– Вот что… Сенатор Баллантайн, вы не оставите нас на пару минут? Или нет. Скорее, мы вас покинем. С вашего позволения. Пойдем, Брендон.
Он выходит в холл, Брендон следует за ним. В дверях Брендон оборачивается и встречается взглядом с Байроном. Сенатор Баллантайн в этот момент похож на ребенка, у которого выманили игрушку.
Они стоят у входа в танцевальный зал, отступив в тень, и Уильям Раттлер негромко рассказывает Брендону:
– Она моя младшая. Поздний ребенок, слабый, любимый. Я был против ее брака, как чувствовал. Надо было оставить ее при нас, но начались «я его люблю», истерики, протесты. И через год ей рожать. Пытались справиться втроем с мужем и акушеркой, долго не посылали за врачом. Она истекла кровью. Если бы мне сказали раньше… На пару часов! Был бы шанс.
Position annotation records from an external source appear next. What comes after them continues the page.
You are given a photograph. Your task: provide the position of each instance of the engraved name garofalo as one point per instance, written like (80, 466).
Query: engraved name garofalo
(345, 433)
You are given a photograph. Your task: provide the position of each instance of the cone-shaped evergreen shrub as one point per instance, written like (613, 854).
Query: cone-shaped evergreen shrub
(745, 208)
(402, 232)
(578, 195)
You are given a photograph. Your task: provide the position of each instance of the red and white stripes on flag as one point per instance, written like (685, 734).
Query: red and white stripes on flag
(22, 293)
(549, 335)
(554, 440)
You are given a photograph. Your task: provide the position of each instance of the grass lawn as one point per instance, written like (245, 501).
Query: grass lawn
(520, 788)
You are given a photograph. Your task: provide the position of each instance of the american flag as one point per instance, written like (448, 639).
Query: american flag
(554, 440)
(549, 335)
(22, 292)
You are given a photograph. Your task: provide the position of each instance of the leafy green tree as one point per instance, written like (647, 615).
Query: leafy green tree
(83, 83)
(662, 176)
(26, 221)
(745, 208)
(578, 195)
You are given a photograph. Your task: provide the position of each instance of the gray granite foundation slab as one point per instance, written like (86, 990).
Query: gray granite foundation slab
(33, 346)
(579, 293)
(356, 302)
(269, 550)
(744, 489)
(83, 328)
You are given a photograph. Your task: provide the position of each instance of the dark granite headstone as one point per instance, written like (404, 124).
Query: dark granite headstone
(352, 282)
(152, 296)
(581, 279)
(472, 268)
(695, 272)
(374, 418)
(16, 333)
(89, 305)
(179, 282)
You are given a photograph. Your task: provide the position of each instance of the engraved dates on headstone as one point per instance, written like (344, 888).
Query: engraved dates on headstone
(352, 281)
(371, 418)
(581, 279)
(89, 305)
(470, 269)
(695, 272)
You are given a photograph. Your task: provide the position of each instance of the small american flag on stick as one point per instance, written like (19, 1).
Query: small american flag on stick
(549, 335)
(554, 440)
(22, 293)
Брендон долго смотрит в одну точку, потом спрашивает:
«Кто ее возвращал? Когда?»
– Сенатор Баллантайн, два года назад.
«Она проходила программу адаптации? Училась общению?»
– Нет. Амсленом с ней занималась мать, но дочь очень неохотно общается.
Со своего места Брендон видит только спинку кресла, уложенные в высокую прическу темные волосы и наброшенный на плечи сиреневый шифоновый шарф. Шею скрывает глухое колье, больше похожее на ошейник.
– Попробуй. Вдруг ты знаешь о ней что-то, чего не знаем мы. – Верховный главнокомандующий поворачивается к Брендону, смотрит на него с надеждой. – Я не поверил в то, что ты кукла, потому что ни в одном из перерожденных нет того, что есть в тебе. Нет искры жизни.
Брендон пожимает плечами. «Искра жизни, – думает он. – Она есть в каждом. Но не всем дано желание противостоять».
«Что она любила раньше?»
– Она божественно танцевала.
Секунда на раздумье.
«Сэр, попросите музыкантов сыграть либертанго».
Легкий поклон – и Брендон переступает порог танцевального зала. Подходит к сидящей в кресле девушке. Чуть касается руки в длинных черных перчатках. Девушка поднимает голову и смотрит на него без малейшего интереса.
«Долорес, позвольте пригласить вас на танец».
Короткий жест: «Нет». Брендон не собирается отступать.
«Я прошу только один танец. И, клянусь, я вас более не побеспокою».
«Нет».
«Мне надо показать вам нечто очень важное. Для вас, Долорес».
Она колеблется. Брендон осторожно тянет ее из кресла. И она идет с ним – не из любопытства, а покорившись чужой воле.
– Танго, – говорит Брендон одними губами.
Долорес Раттлер едва заметно кивает.
Танго подхватывает их мгновенно, окутывает жаркой волной. «Читай по губам, – просит Брендон. – Смотри на меня. Слушай музыку».
Шаг – и, подчиняясь движению партнера, девушка идет следом. Шаг, еще шаг, поворот. Руки вторят губам: иди, доверяй, отрешись. Есть только музыка и цепочка шагов до следующего поворота, от которого могла бы закружиться голова, но руки держат, а музыка ведет.
Двоих. Вместе.
Дышать в унисон, поддерживать, направляя, подчиняя своим рукам. Почти касаясь губами щеки, плавно вести по залу, кружа в водовороте настоящей страсти, то отпуская, то резко привлекая к себе. Замри, Долорес, видишь – тело помнит все твои желания. Стань ближе. Доверься. Смотри, Долорес, – кружится потолок, сияют огни. Вспомни, Долорес! Что было дорого тебе – по-прежнему с тобой. Проснись, Долорес! Ты можешь танцевать. Ты чувствуешь ритм, ты помнишь этот танец, ты можешь… Танцуй. Улыбайся. Отталкивай меня. Борись. Живи.
– Мы. Не. Мертвые.
Кружится в центре зала юная пара. Бледная тоненькая девушка в летящем сиреневом платье и светловолосый юноша в строгом костюме с воротником-стойкой. Движения их потрясающе синхронны, сочетанию ленивой грации и жара страсти удивляются даже хорошие танцоры. Глаза юноши сияют, на губах девушки расцветает улыбка. Затаив дыхание, элита Нью-Кройдона наблюдает, как танцуют танго две механические куклы. Танцуют на зависть живым. Танцуют в свое удовольствие.